Coffee still grows wild in Ethiopia’s mountain forests. Ethiopian farmers cultivate coffee in four different systems, which include forest coffee, semi-forest coffee, garden coffee and plantation coffee. About 98% of the coffee in Ethiopia is produced on small farms and it is the country’s most important export. Ethiopia is Africa’s third largest coffee producer. There are about 700,000 coffee smallholders in Ethiopia, of which 54 percent are in semi forest areas. Coffee has been part of their indigenous cultural traditions for more than 10 generations.
Southern Ethiopia coffees like this one are largely produced from distinctive indigenous Ethiopian varieties of Arabica long grown in the region. This is a dry-processed or “natural” version, meaning the beans were dried inside the fruit rather than after the fruit has been removed, as is the case with wet-processed or “washed” coffees.

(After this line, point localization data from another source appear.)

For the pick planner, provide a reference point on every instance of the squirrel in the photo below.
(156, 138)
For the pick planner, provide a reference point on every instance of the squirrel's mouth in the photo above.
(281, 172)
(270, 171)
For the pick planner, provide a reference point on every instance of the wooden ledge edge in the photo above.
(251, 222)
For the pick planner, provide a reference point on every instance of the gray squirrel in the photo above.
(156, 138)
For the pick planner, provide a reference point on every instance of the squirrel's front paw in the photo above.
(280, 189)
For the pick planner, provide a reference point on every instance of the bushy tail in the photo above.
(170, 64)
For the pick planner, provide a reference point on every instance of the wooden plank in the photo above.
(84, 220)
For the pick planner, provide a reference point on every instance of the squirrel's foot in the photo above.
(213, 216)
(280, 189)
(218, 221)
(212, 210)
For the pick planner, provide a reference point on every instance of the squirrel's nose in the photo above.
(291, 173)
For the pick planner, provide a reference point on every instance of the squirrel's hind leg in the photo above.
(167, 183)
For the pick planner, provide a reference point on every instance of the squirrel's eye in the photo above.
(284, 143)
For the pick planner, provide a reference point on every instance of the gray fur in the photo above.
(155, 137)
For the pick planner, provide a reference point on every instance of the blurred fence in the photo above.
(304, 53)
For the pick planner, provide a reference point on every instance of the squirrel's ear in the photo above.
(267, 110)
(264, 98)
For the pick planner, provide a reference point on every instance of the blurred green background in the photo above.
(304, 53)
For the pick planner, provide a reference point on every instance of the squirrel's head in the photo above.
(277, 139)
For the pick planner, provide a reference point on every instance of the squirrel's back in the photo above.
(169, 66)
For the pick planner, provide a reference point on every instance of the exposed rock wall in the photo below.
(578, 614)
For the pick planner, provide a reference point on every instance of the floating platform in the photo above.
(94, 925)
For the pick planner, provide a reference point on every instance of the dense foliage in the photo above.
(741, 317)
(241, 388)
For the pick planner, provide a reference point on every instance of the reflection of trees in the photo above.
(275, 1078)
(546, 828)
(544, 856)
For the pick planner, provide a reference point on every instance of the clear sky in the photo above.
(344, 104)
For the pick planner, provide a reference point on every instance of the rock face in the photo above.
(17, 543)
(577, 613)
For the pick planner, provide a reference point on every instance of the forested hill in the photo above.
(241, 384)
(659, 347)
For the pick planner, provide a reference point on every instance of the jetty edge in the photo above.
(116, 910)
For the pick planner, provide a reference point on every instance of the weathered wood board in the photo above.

These small coffee farmers deliver ripe cherries to Aricha mill where the cherries are sorted dried on raised beds in thin layers. Cherries are regularly turned every 2 to 3 hours in the first few days to promote even drying of the cherries. Four to six weeks later the dried cherries are hulled and transported to Addis Ababa, the capital of Ethiopia. They are stored in cool temperature to retain quality and only to be milled and bagged prior to export. Coffees in Ethiopia are typically traceable to the washing station level where smallholder farmers own less than 1/2 hectare of land on average.